I had the job to adjust a Benz LP S (or was it a Gullwing?) on a SME 345 arm in a high class system. I fine-tuned and two colleagues (and me) were listening carefully while optimizing VTF (& VTA) and anti-skating. - I was open to the idea, that no offset might sound better, but we agreed that setting antiskating to a considerable non-zero position sounded best, with fine adjustments being audible in center focus, but also natural timbre. The sound was somewhat more coherent, nuanced and stable with AS. This was a small surprise as I am skeptical to the mechanical compromises of AS devices. But the SME 345 seems to have "a good one".
- amazing was also how minimal changes in *VTF* of 0.05 gram were audible, with a clear optimum. (at that temperature.. :-) this had more sonic effect BTW.
- the weight / string somehow "does the job" too, but there is a certain non-zero friction that hampers (more) on stable centeredness of the cantilever.
- AS tries to center the cantilever, balancing left/right forces on the suspension. This results, as said above, in an optimal position of coils/magnets vs. the magnetic circuit.

- the principal problem with arms with offset angle/overhang is that the friction on the stylus (and the  cantilever that holds the stylus) works in a considerable angle relative to the tonearm center. This friction changes dynamically, with every scratch, every variation of modulation, every difference in vinyl properties or surface debris, even within one rotation.
- longer arms have less offset angle and improve this geometrical aspect.
- AS can’t neutralize the dynamic variations, only the static ones.Strong horizontal damping would optimize that aspect together with AS, but has it’s own set of compromises.
- the Thales arms have much less overhang, though they still have a (lesser) varying absolute offset of the cantilever vs. the stylus/tonearm center line.

- You’d have to go a long way in dis-adjustment on a linear tracking arm to create the normal geometrically generated problems of one of the normal arms. (Even if they can work very, very well :-).
- I’d say from my experience that it is no problem to adjust a linear tracking arm within 0.5mm error in overhang. The offset pull on the cantilever will be very small under these circumstances.

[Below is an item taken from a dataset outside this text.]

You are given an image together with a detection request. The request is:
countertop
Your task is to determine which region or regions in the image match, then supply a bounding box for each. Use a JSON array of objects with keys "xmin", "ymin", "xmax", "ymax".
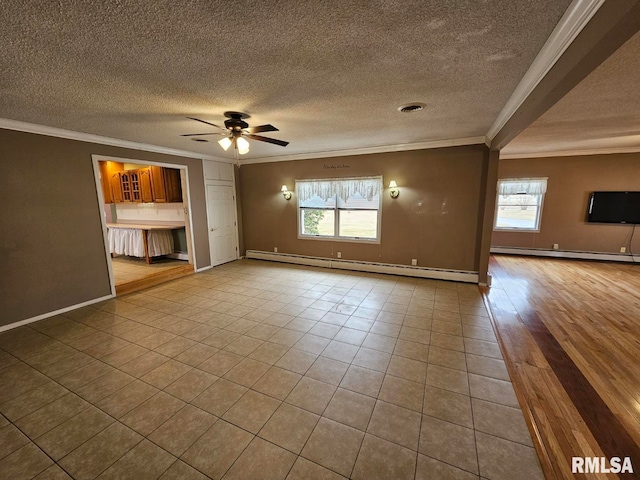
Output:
[{"xmin": 106, "ymin": 222, "xmax": 185, "ymax": 230}]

Thinking about the varying levels, ie. average and peak levels being quite different, the best *sounding* antiskating will rather compensate levels with average modulation.
This will need less compensation than trying to minimize and center distortion artefacts on high level modulations, like eg. 70u.
This latter method is what I used in earlier times, but my feeling was that I usually ended with too high antiskating settings.
I tend to agree, that (one of the better methods of) "traditional" adjustment results in too high antiskating for optimal music replay (with musics low to moderate average levels - and relative friction).